Best of all, Backlog is incredibly affordable. In fact, you can get started completely for free: We offer a no-cost plan for up to 10 users. If you want to try Backlog for a bigger team, we offer a 30-day free trial. If you’re looking for a new way to manage your startup’s projects, that’s a lot of upsides – and no risk at all.
Chatting with the team
Workers increasingly view chat apps as essential to workplace communication and culture. Whereas formal, asynchronous communication still occurs via email, professionals are spending more and more time communicating with colleagues through instant messages. For employees immersed in their computers, chatting with a coworker often seems like the most efficient and immediate way to convey information.
Yet not all chat apps are created equal – and some seem more conducive to distraction than productive collaboration. Accordingly, startup leaders must exercise good judgement in selecting a chat platform, lest they actually detract from their team’s efficiency.
Our very own Typetalk app offers the perfect balance of cohesion and constructive communication. With a powerful search function and dozens of integrations, Typetalk users can always find the information and files they need.
Even better, workers can customize which messages prompt notifications in a range of circumstances. That means they can stay focused when they need to and manage messages to maintain a healthy work-life balance.
There are also plenty of features to increase camaraderie, from chat threads built around teams and topics to emojis and goofy GIFs. Whether you’re working on a deadline or blowing off steam, Typetalk is the tool for your team.
Creating compelling diagrams
Sometimes great ideas deserve to be expressed in more than mere words. Whether you’re presenting your business to potential investors or showcasing a new strategy to your team, compelling visuals can help you make the case.
Yet few startups have extensive design teams – if they have a dedicated designer on staff at all. As a result, many companies settle for generic visuals and miss the opportunity to make a distinctive impression.
Cacoo, our intuitive app for designing diagrams, will completely change your startup’s approach to design. Our platform empowers all kinds of visual presentations, including flowcharts, wireframes and project timelines. With a deep collection of templates and endless potential for customization, Cacoo makes slick design possible for every startup.
Best of all, Cacoo is geared towards collaboration. By inviting all team members to participate in the design process, Cacoo eliminates endless iteration and miscommunicated feedback.
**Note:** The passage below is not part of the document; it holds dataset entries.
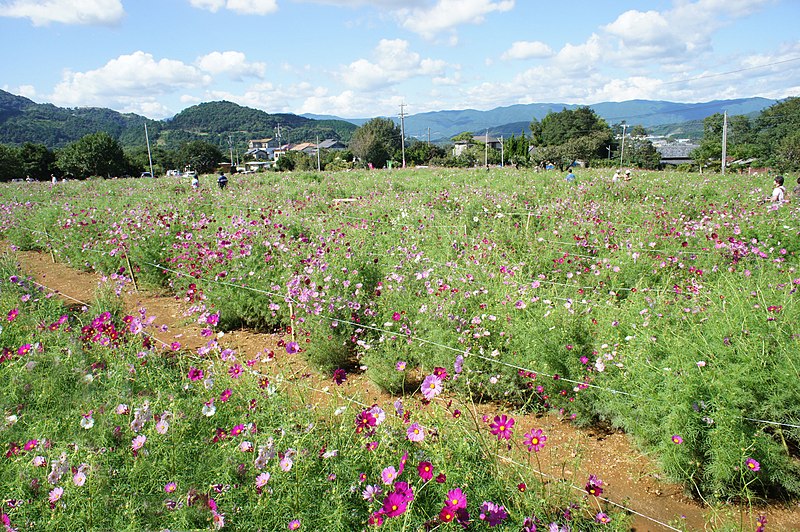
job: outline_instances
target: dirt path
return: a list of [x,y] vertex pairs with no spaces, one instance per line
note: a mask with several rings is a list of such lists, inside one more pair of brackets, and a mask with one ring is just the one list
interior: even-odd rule
[[[22,271],[47,290],[75,304],[91,304],[93,301],[99,275],[53,263],[44,253],[17,252],[14,256]],[[200,336],[198,324],[186,317],[186,303],[174,297],[128,293],[125,305],[130,312],[145,308],[148,315],[156,317],[156,325],[166,325],[165,331],[154,335],[166,345],[178,341],[187,349],[195,349],[206,343],[206,339]],[[279,349],[278,340],[275,335],[243,330],[225,334],[220,343],[244,355],[274,350],[277,356],[271,362],[276,365],[273,371],[282,371],[295,380],[302,379],[308,385],[306,390],[317,390],[302,398],[307,403],[329,401],[328,394],[332,392],[343,396],[359,394],[361,400],[369,404],[386,405],[394,400],[358,375],[349,376],[343,387],[335,387],[328,377],[311,371],[301,357],[287,355],[285,350]],[[486,407],[486,413],[490,413],[489,407]],[[580,430],[549,415],[517,416],[516,419],[519,431],[536,427],[547,435],[546,452],[540,453],[545,474],[564,478],[576,486],[582,486],[590,473],[598,474],[606,484],[606,494],[611,501],[641,514],[634,516],[633,530],[673,529],[664,526],[667,523],[680,529],[703,530],[723,522],[739,522],[738,508],[724,507],[717,511],[703,508],[686,497],[681,486],[660,480],[657,464],[637,452],[625,434],[598,429]],[[577,464],[577,467],[573,469],[569,464]],[[757,510],[752,516],[745,516],[745,530],[755,528],[758,514],[767,516],[768,530],[800,530],[800,505],[797,503],[790,508],[769,506]]]

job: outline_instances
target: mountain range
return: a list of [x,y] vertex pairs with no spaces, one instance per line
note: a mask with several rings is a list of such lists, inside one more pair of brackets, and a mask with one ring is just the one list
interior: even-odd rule
[[[625,122],[642,125],[655,134],[680,138],[702,135],[703,119],[715,113],[756,115],[775,104],[765,98],[715,100],[705,103],[631,100],[589,105],[610,125]],[[404,128],[407,138],[447,141],[468,131],[510,137],[530,133],[532,119],[541,120],[548,113],[576,109],[575,104],[535,103],[498,107],[489,111],[474,109],[433,111],[407,115]],[[391,117],[399,123],[398,117]],[[123,147],[145,145],[144,127],[154,146],[177,148],[191,140],[217,144],[224,151],[230,146],[246,146],[250,139],[280,136],[285,142],[313,142],[334,138],[347,142],[358,126],[368,118],[340,118],[330,115],[270,114],[232,102],[207,102],[184,109],[166,120],[151,120],[132,113],[106,108],[62,108],[40,104],[0,90],[0,144],[25,142],[61,148],[84,135],[105,131]]]

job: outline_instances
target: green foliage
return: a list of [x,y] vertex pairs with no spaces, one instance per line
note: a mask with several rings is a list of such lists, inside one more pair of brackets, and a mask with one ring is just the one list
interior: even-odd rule
[[92,133],[58,152],[56,166],[78,178],[119,176],[128,165],[122,146],[108,133]]
[[0,144],[0,181],[20,179],[22,175],[22,158],[19,149]]
[[389,118],[373,118],[358,128],[350,140],[353,155],[364,164],[383,168],[401,147],[400,126]]
[[213,172],[222,160],[222,151],[202,140],[182,144],[177,153],[177,162],[181,168],[189,167],[202,174]]

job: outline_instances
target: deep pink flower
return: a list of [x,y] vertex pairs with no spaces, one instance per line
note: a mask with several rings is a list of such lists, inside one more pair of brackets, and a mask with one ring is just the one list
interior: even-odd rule
[[408,501],[397,492],[392,492],[383,500],[383,513],[386,517],[397,517],[405,513]]
[[232,379],[238,379],[242,376],[242,371],[243,369],[241,364],[234,364],[228,368],[228,375],[230,375]]
[[412,423],[406,429],[406,437],[413,442],[423,441],[425,439],[425,430],[419,423]]
[[586,493],[594,497],[599,497],[603,494],[603,481],[595,475],[589,475],[589,480],[586,482],[584,489]]
[[427,482],[433,478],[433,464],[420,462],[417,466],[417,472],[419,473],[419,478]]
[[455,488],[447,492],[447,500],[445,506],[451,508],[453,511],[459,508],[467,507],[467,496],[461,491],[461,488]]
[[759,464],[754,458],[748,458],[745,460],[744,465],[746,465],[747,469],[750,471],[758,471],[761,469],[761,464]]
[[511,427],[514,426],[514,418],[510,418],[505,414],[495,416],[492,423],[489,425],[489,430],[498,440],[511,439]]
[[544,442],[547,441],[547,436],[544,435],[542,429],[531,429],[530,432],[525,434],[523,443],[528,447],[528,452],[539,452],[544,449]]

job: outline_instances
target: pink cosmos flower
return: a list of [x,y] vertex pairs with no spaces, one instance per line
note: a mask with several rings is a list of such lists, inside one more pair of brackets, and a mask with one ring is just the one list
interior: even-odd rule
[[384,484],[389,485],[393,483],[396,478],[397,478],[397,470],[394,468],[394,466],[388,466],[384,468],[383,471],[381,471],[381,480],[383,481]]
[[442,379],[436,375],[428,375],[422,381],[422,395],[428,401],[442,393]]
[[233,366],[228,368],[228,375],[231,376],[233,379],[238,379],[242,376],[242,365],[241,364],[234,364]]
[[505,414],[495,416],[492,423],[489,425],[489,430],[498,440],[511,439],[511,427],[514,426],[514,418],[510,418]]
[[464,495],[461,488],[452,489],[447,492],[447,500],[444,504],[455,512],[459,508],[467,507],[467,496]]
[[424,481],[431,480],[433,478],[433,464],[430,462],[420,462],[417,466],[417,473],[419,473],[419,478]]
[[406,437],[409,441],[421,442],[425,439],[425,430],[419,423],[412,423],[406,430]]
[[759,464],[755,459],[748,458],[744,461],[744,465],[747,466],[747,469],[750,471],[758,471],[761,469],[761,464]]
[[140,434],[131,441],[131,449],[136,452],[142,448],[144,442],[147,441],[147,436]]
[[60,486],[57,486],[57,487],[53,488],[52,490],[50,490],[50,494],[47,497],[47,499],[52,504],[52,503],[58,502],[58,500],[61,498],[61,496],[63,494],[64,494],[64,488],[62,488]]

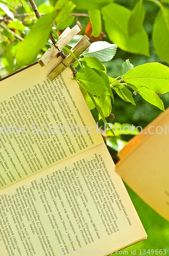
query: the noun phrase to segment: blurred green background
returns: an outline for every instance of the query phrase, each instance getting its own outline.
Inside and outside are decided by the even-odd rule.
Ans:
[[[115,2],[131,10],[136,2],[135,0],[116,0]],[[150,56],[148,57],[132,54],[118,49],[114,59],[111,61],[104,63],[108,74],[112,77],[119,76],[122,65],[127,59],[129,59],[130,62],[134,67],[149,62],[159,62],[168,66],[157,56],[153,47],[151,37],[153,26],[159,11],[159,7],[154,3],[147,1],[144,1],[144,4],[146,9],[144,27],[149,34]],[[106,38],[106,40],[107,40],[107,38]],[[140,43],[142,44],[142,42]],[[115,122],[127,123],[133,124],[135,126],[141,126],[144,127],[162,112],[157,108],[145,101],[138,94],[134,96],[136,106],[125,102],[116,95],[115,93],[114,95],[115,103],[112,105],[111,112],[114,114],[115,119],[111,121],[113,123]],[[168,107],[169,93],[162,95],[161,98],[164,102],[165,109]],[[92,113],[98,121],[96,113],[94,111]],[[111,122],[108,118],[107,118],[107,122]],[[122,139],[128,141],[132,137],[131,135],[122,135]],[[115,162],[117,162],[118,161],[117,152],[109,147],[108,148]],[[125,248],[121,252],[117,252],[117,255],[156,255],[156,249],[157,250],[156,255],[158,253],[158,255],[160,255],[159,250],[162,249],[164,250],[162,251],[161,255],[165,254],[169,255],[169,222],[145,203],[126,184],[125,185],[148,237],[147,240]],[[131,254],[132,251],[133,253],[135,252],[135,254]],[[116,253],[114,255],[116,255]]]

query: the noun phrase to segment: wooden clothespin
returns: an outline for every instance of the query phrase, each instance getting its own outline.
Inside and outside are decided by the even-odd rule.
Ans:
[[[89,38],[86,36],[84,35],[73,47],[71,51],[73,53],[76,57],[78,57],[81,53],[82,53],[85,50],[86,50],[91,45],[90,42],[89,41]],[[70,53],[66,55],[65,59],[63,59],[62,61],[61,60],[61,63],[54,68],[48,75],[47,77],[51,80],[54,79],[59,75],[68,67],[74,61],[75,59]]]
[[[80,31],[80,29],[78,25],[75,26],[72,29],[68,27],[60,36],[59,40],[57,44],[58,48],[50,47],[39,59],[38,62],[41,66],[46,66]]]
[[[60,35],[59,40],[57,44],[57,47],[56,48],[53,47],[50,47],[39,60],[38,62],[41,66],[46,66],[52,59],[55,57],[63,48],[67,45],[80,31],[80,29],[78,25],[75,26],[71,29],[69,27],[67,27]],[[91,45],[89,40],[89,37],[84,35],[71,48],[71,51],[73,53],[73,56],[70,53],[68,53],[65,58],[60,56],[60,58],[58,59],[59,61],[58,61],[57,66],[50,72],[47,77],[52,80],[61,74],[66,68],[69,67],[72,62],[75,60],[74,57],[74,55],[76,57],[79,56]]]

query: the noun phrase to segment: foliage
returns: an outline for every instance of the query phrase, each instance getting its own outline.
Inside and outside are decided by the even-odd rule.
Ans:
[[[153,31],[154,44],[159,55],[163,56],[163,59],[169,62],[168,50],[165,46],[167,44],[163,41],[169,31],[168,9],[158,0],[152,1],[160,8]],[[11,73],[36,60],[47,50],[49,42],[51,44],[50,40],[47,41],[50,31],[52,30],[54,37],[58,39],[58,33],[60,33],[58,28],[64,29],[73,23],[73,15],[71,15],[73,10],[86,10],[92,24],[91,37],[100,37],[102,23],[110,40],[116,44],[106,41],[94,42],[80,56],[77,64],[75,63],[75,66],[80,63],[81,68],[79,69],[77,67],[78,72],[75,79],[89,108],[92,110],[96,107],[99,119],[106,122],[105,118],[109,116],[114,100],[112,91],[125,101],[135,105],[131,92],[133,90],[147,101],[164,110],[163,102],[157,94],[169,91],[169,69],[167,67],[151,63],[134,68],[127,59],[123,64],[118,77],[111,78],[106,74],[106,69],[102,62],[114,57],[117,46],[130,52],[149,55],[148,37],[143,25],[146,13],[143,1],[136,3],[131,11],[112,2],[99,0],[79,3],[76,0],[58,0],[40,3],[37,1],[35,2],[39,9],[48,13],[37,22],[29,2],[16,1],[14,5],[11,1],[4,2],[1,0],[2,60],[5,68],[2,69],[2,75],[5,70]],[[160,30],[160,38],[158,36]],[[162,37],[162,32],[165,34]],[[69,49],[79,40],[79,36],[65,47],[65,50],[71,52]],[[19,42],[19,39],[22,41]],[[162,52],[164,49],[165,54]]]

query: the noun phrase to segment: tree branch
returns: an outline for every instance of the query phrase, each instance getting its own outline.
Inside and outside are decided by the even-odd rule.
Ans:
[[[33,9],[33,10],[35,13],[36,17],[38,19],[39,18],[41,18],[41,15],[40,15],[40,13],[39,12],[37,7],[34,1],[34,0],[30,0],[30,2],[31,5],[32,6],[32,9]],[[58,48],[57,47],[57,46],[56,45],[56,41],[51,33],[50,34],[49,37],[50,37],[50,40],[52,42],[52,44],[53,44],[53,46],[54,46],[54,47],[58,49]],[[65,59],[66,58],[66,55],[64,54],[63,51],[60,51],[59,54],[62,57],[62,58],[63,59]],[[74,68],[74,67],[72,65],[70,65],[70,68],[71,70],[72,70],[72,71],[73,72],[73,75],[75,76],[77,72],[77,70]]]

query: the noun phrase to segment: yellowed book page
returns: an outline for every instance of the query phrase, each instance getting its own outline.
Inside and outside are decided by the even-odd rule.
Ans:
[[[103,142],[70,69],[47,79],[51,62],[0,82],[0,188]]]
[[[149,134],[118,162],[116,172],[147,203],[169,221],[168,117],[156,124],[160,126],[157,133],[155,129],[154,134]]]
[[[147,237],[104,144],[3,188],[0,206],[3,256],[104,255]]]
[[[143,132],[134,136],[124,147],[118,153],[118,157],[120,159],[126,157],[129,153],[133,150],[139,143],[144,140],[146,139],[148,136],[153,133],[156,132],[156,127],[159,124],[165,122],[169,116],[169,108],[165,112],[163,112],[158,117],[153,120],[151,123],[147,125],[143,130]]]

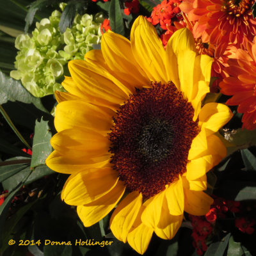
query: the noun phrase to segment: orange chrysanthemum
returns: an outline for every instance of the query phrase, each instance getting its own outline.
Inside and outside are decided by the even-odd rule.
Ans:
[[[256,33],[252,0],[185,0],[180,10],[195,21],[194,36],[216,44],[223,52],[228,42],[252,40]]]
[[[254,44],[247,43],[247,51],[238,49],[236,59],[228,61],[225,68],[230,77],[225,78],[220,85],[221,92],[232,95],[227,104],[238,105],[237,111],[243,113],[243,127],[256,129],[256,37]]]

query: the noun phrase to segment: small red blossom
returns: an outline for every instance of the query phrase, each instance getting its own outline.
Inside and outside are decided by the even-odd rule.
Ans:
[[[92,0],[93,2],[97,2],[98,0]],[[109,0],[103,0],[104,2],[108,2]]]
[[[239,206],[241,205],[240,202],[238,201],[232,201],[232,200],[227,200],[227,205],[228,208],[228,210],[232,212],[236,213],[239,211]]]
[[[212,207],[216,208],[217,211],[217,216],[220,218],[225,218],[226,213],[228,211],[228,208],[227,206],[227,201],[220,197],[217,197],[214,199]]]
[[[191,235],[194,239],[193,246],[196,248],[198,255],[201,256],[204,252],[207,250],[207,246],[205,243],[205,236],[199,236],[196,232],[193,232]]]
[[[131,13],[138,13],[140,11],[139,0],[127,1],[124,4],[127,7],[124,10],[124,12],[126,15],[129,15]]]
[[[167,26],[172,25],[172,22],[182,19],[179,7],[182,0],[163,0],[161,4],[154,7],[151,17],[148,20],[153,25],[160,24],[163,29],[167,30]]]
[[[8,190],[5,190],[1,193],[0,195],[0,205],[3,204],[3,203],[4,202],[4,199],[8,195],[9,193]]]
[[[217,219],[217,210],[216,208],[211,208],[205,214],[205,219],[207,221],[213,223]]]
[[[252,227],[255,224],[255,220],[253,219],[248,219],[244,217],[236,219],[236,227],[242,232],[249,235],[254,232],[255,229]]]
[[[111,30],[110,28],[109,20],[108,19],[105,19],[103,20],[103,22],[100,24],[100,31],[103,35],[108,30]]]
[[[29,148],[28,149],[22,148],[22,150],[25,153],[27,153],[28,154],[32,156],[32,151]]]

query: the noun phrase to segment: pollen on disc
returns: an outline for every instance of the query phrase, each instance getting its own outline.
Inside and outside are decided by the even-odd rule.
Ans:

Plus, Cacoo offers all this at an extremely affordable price. With plans starting at just $5 per month, the value to your team will quickly become clear. In fact, Techradar cited this mix of affordability and powerful features in naming Cacoo the number one diagram platform out there.
From starting up to sustained success
We hope this guide demystifies the technical dimensions of founding a business, enabling entrepreneurs to make smart investments in their own success. Creating a new company can be both exhilarating and overwhelming, and we aim to simplify that process with our advice.
As you choose the technology that will power your new venture, keep one final principle in mind: Anticipate the unexpected. From unforeseen challenges to unprecedented opportunities, startup life is anything but predictable.
In selecting the tools your startup will use, therefore, prioritize support and flexibility. Your startup needs tech that can scale alongside your success – and provide solutions in tough times as well.
At Nulab, we offer our customers that kind of commitment. Whether your company is in its infancy or already leads your industry, our products can help your team seize new opportunities.